My "career" was chock full of numbers, producing them, reporting them, making sense of them. Modern life seems to be about numbers too, but for me these numbers are very different to those I dealt with all my working life.

You see I knew where my numbers came from. I knew in great detail how, for example, a nickel concentration was generated from a sample of river water. I knew how the sample was collected, who collected it and when, how it was digested in acid and analysed. I knew how the analytical instrument worked, what its strengths and weaknesses were, how the quality control was done, how the analyst was trained, how reagents were checked for purity and so on and so on.

It’s different when I look at economic statistics, global temperatures or statistics on social trends. These numbers can be of uncertain provenance with unknown quality standards and sometimes I can’t even be sure if I’m looking at raw data or the output of some calculation. This problem of uncertain provenance has been one of the major issues as well as a huge scandal in climate science.

So what to do? Well the point I’m trying to make is that we very rarely come across numbers with a provenance as solid as I was familiar with. Secondly, my numbers were still uncertain. All scientific measurements have a degree of uncertainty and in my experience the uncertainty is usually underestimated – often grossly underestimated. In the real world, the level of uncertainty is usually uncertain.

In the lab, we calculated uncertainties for laboratory analyses, error bars which we were reasonably happy with. What about the provenance of the sample though? Sampling adds a considerable degree of uncertainty to the overall measurement and it isn’t easy to estimate for environmental samples. Was it raining at the time of sampling, was the river high or low, was the sampling point appropriate?

It’s this long experience that makes me wary of numbers. Even if you trace the numbers back to an original published paper, there are still many things you don’t know. On the whole, if you want to understand something, then if at all possible it’s best done without numbers. Not always possible of course, but it pays to be very wary indeed when numbers are the basis of an argument. It also pays to be wary if computers have been used for  anything but storing the raw data.

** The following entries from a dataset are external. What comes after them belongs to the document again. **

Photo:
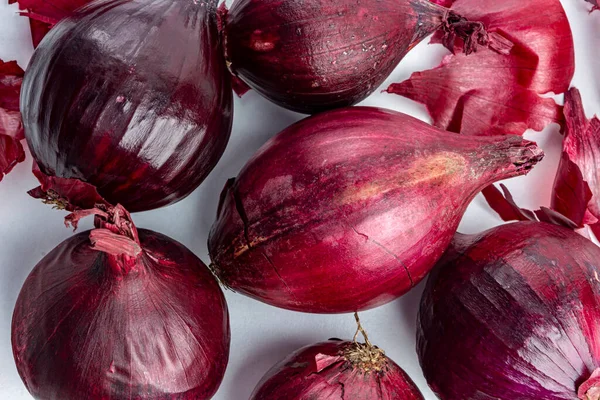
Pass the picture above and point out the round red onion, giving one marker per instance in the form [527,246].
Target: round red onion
[314,55]
[513,313]
[132,97]
[337,369]
[349,209]
[131,316]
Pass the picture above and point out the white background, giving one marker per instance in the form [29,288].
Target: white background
[262,335]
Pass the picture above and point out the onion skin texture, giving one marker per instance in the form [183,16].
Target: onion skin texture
[11,127]
[310,56]
[493,94]
[131,97]
[513,313]
[349,209]
[85,329]
[321,372]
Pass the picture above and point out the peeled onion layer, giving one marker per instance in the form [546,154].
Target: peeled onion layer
[576,188]
[326,371]
[116,313]
[492,94]
[11,127]
[131,97]
[310,56]
[513,313]
[576,192]
[349,209]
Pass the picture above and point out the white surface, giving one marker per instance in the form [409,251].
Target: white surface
[262,335]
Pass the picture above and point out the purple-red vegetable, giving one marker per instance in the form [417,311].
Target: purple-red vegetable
[493,94]
[595,4]
[11,127]
[44,14]
[315,55]
[335,369]
[513,313]
[117,313]
[131,97]
[349,209]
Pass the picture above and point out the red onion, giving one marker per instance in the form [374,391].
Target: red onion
[513,313]
[337,370]
[491,94]
[44,14]
[595,4]
[349,209]
[131,97]
[134,315]
[11,127]
[314,55]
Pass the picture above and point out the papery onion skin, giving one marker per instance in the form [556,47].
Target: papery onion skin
[11,127]
[349,209]
[492,94]
[88,325]
[44,14]
[310,56]
[513,313]
[576,192]
[131,97]
[321,371]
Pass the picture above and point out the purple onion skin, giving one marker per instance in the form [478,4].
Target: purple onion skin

So what to do? For me, the best attitude to numbers is to look at what level of uncertainty the argument will stand. Do round figures and crude approximations still make the case? If not, then I'm always very wary of the argument. Of course this approach does exclude vast swathes of epidemiology, but that's just another advantage as far as I'm concerned.

4 comments:

James Higham said...

It’s this long experience that makes me wary of numbers. Even if you trace the numbers back to an original published paper, there are still many things you don’t know. On the whole, if you want to understand something, then if at all possible it’s best done without numbers. Not always possible of course, but it pays to be very wary indeed when numbers are the basis of an argument. It also pays to be wary if computers have been used for anything but storing the raw data.

Most impressive and equally impressive was your treatment of the word treason in your yet to be published post [:)]

Sam Vega said...

Yes, a good example of this is the recent furore over inflated exam grades and blatant cheating on the part of awarding bodies. I think ordinary people are now beginning to grasp the fact that when we mess about with measurements, then we might as well give up on reality. There are so many lying liars desperate to save or advance their careers that our educational system is pretty much done for. A tragedy. To fight it or not to fight it; that is the question...

rogerh said...

All data users should read "How to Lie with Statistics" by Darrell Huff and carefully consider who is publishing the data and why. As they (don't) say in financial services 'If you don't understand something, don't buy it'.

Unfortunately these days it is only too easy to throw a fistful of numbers into a 'Hokey Cokey Double Trouble Bi-Variate Chi-Ying-Yang Analysis' package and be amazed at the result.

An approximate answer to the right question is worth much more than a precise answer to the wrong question.

A K Haart said...

JH - thanks.

SV - exam grades are a real problem. The manipulation is obvious so decades of integrity goes out the window.

rogerh - there's a lot to be said for approximation. If the argument still stands with approximations, then it may well be a sound argument.